Elfling ist endgültig König nach altem Recht und Glauben. Er versucht, so gut es geht zu regieren, weiß er doch, dass sein Halbbruder im Exil versucht, eine Armee aufzustellen, um den Thron zu erringen. Was er nicht weiß, auch andere Mächte haben großes Interesse an einem Krieg. Und so kommt es zum Unvermeidlichen. Während Unwin nach dem Prinzip der verbrannten Erde mit seinen Söldnern ziehen kann, muss Elfling Rücksicht auf seine Soldaten nehmen, die zum größten Teil Bauern sind und Arbeit zu Hause warten haben. Nach einem sehr brutalen Krieg kommt es im Herbst zum Waffenstillstand mit einem gemeinsamen Fest zum Jultag, oder in der neuen Religion Weihnachten. Mit Hilfe eines Hinterhalts, für den sogar der Julfriede gebrochen wird, schafft Unwin es, Elfling zu überwältigen und hinzurichten. Aber die alten Götter, allen voran Woden, haben Elfling nicht vergessen. Und auch Unwins Verbündete, die zum Teil selbst der Alten Religion anhängen, beginnen sich über ihre Bündniswahl zu fragen.

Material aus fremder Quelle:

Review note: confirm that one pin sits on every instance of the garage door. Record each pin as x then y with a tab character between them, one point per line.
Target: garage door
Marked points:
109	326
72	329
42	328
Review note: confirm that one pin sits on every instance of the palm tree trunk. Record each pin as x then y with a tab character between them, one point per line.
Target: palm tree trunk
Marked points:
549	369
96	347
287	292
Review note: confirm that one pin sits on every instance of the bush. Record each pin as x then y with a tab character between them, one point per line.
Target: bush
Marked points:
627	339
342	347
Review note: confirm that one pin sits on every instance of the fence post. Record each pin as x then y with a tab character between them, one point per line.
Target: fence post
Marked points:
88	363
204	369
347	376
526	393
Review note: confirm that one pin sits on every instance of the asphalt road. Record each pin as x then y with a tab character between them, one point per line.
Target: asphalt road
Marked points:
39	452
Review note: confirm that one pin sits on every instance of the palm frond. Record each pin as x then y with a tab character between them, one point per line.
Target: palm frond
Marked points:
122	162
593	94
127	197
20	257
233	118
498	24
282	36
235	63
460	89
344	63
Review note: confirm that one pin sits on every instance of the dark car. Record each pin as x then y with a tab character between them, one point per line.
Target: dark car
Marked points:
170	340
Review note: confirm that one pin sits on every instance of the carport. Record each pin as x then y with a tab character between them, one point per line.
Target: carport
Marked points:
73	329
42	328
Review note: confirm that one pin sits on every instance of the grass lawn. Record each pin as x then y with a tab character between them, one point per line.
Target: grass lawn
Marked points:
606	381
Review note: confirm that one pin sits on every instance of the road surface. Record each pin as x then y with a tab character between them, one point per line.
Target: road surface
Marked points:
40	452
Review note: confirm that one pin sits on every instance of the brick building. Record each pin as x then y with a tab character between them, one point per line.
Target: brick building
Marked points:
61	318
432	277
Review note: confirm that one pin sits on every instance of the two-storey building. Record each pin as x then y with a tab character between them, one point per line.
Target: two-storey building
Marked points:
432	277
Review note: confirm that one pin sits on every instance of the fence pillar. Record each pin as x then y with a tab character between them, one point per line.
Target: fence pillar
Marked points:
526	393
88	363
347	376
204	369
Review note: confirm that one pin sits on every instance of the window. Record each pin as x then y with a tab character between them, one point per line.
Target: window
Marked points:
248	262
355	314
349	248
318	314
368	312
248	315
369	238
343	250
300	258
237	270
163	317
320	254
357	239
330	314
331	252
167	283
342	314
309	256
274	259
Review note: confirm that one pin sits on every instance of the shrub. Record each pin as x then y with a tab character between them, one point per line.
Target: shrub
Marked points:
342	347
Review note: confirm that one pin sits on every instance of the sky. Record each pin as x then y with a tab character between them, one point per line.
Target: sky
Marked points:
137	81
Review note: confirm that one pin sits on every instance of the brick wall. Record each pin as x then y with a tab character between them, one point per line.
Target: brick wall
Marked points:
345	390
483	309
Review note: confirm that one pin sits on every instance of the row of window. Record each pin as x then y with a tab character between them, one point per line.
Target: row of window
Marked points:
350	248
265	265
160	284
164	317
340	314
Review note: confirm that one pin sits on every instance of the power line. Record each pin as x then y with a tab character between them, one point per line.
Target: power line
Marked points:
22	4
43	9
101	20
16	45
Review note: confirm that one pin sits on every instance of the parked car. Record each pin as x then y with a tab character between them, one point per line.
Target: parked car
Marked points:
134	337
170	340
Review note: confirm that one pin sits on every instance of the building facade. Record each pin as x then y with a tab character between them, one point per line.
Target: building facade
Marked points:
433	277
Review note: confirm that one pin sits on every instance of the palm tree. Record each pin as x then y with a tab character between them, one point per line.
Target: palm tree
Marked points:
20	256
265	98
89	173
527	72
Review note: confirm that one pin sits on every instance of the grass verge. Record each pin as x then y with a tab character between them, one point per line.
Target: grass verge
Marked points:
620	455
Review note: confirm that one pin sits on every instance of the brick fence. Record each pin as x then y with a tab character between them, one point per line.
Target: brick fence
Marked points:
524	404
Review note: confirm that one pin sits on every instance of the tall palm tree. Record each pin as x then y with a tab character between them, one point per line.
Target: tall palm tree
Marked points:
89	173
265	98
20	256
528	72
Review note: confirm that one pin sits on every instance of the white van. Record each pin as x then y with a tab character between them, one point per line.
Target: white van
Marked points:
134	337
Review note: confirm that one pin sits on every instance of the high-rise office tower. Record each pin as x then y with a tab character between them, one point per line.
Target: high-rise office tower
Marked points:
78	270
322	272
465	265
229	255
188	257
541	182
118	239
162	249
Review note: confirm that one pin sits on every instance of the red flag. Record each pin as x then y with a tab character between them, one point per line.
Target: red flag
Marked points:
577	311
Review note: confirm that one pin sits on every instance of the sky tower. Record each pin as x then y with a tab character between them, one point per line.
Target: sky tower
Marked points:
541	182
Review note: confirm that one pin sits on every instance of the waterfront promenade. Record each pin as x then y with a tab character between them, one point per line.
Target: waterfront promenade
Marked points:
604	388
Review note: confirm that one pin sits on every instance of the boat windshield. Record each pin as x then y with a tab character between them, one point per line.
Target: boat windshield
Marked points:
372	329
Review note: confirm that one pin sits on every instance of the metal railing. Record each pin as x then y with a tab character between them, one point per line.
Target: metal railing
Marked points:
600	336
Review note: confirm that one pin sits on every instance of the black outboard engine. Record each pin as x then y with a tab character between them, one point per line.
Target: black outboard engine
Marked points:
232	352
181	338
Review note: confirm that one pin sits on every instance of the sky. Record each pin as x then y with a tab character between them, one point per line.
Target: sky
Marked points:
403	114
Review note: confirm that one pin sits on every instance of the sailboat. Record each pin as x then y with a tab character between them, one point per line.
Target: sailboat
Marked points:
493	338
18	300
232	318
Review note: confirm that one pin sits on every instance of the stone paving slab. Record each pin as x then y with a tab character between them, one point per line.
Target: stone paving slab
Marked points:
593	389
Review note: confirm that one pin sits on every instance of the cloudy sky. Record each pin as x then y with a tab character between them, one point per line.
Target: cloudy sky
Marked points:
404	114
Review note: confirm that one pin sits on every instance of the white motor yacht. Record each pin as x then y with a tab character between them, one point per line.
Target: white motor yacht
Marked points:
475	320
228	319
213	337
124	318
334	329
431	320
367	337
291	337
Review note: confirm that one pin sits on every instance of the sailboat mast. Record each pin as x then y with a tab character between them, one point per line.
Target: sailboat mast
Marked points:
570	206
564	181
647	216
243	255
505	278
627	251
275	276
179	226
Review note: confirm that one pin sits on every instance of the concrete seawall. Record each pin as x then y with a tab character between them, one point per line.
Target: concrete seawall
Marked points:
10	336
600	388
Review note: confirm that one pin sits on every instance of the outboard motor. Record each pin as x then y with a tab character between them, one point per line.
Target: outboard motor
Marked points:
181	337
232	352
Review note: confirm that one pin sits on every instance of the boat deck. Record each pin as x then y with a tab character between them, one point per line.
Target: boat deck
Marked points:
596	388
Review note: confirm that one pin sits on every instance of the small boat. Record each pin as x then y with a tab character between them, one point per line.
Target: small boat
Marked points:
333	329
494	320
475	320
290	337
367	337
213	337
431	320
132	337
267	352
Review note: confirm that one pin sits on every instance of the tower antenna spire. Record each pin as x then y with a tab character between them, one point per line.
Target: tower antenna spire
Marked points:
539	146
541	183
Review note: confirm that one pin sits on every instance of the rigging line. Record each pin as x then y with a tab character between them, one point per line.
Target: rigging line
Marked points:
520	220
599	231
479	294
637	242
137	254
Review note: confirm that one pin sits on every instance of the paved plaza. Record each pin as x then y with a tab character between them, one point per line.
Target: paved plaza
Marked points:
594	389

Wie schon der erste Band ist auch dieser hier sehr spannend aufgebaut und konzentriert sich auf das Wesentliche. An manchen Stellen ist die Geschichte fast etwas zu abrupt. Während im ersten Band dieser Stil noch für ein schnelles Voranschreiten der Geschichte sorgte, wünscht man sich hier an manchen Stellen doch etwas mehr. Allerdings sorgt dies gleichzeitig dafür, dass man schnell zu den Kernpunkten kommt und weitergetrieben wird. Die Spannung wird dadurch nicht beeinträchtigt. Einiges ist zwar vorhersehbar, aber nicht einmal das nimmt der Geschichte an Qualität. Im Gegenteil, an manchen Stellen wartet man direkt auf ein Ereignis und will sehen, wie die Charaktere darauf reagieren. Und es sind immer gut nachvollziehbare Reaktionen. Allgemein ist die Charakterentwicklung gut gelungen. Alle Beteiligten, auch Nebenfiguren, sind schön dargestellt, ohne überzeichnet oder langweilig zu wirken. Man hat während des ganzen Buches nicht das Gefühl, dass die Autorin zwangsweise versucht den Figuren bestimmte Eigenschaften oder Handlungen aufzuzwingen. Die Vorbereitungen sind so gut gelungen, dass alles, was passiert natürlich und vor allem logisch erscheint. Es bleiben keine Handlungsstränge offen, alles, was im Laufe der beiden Bände angedeutet wird, wird auch aufgeklärt und abgeschlossen.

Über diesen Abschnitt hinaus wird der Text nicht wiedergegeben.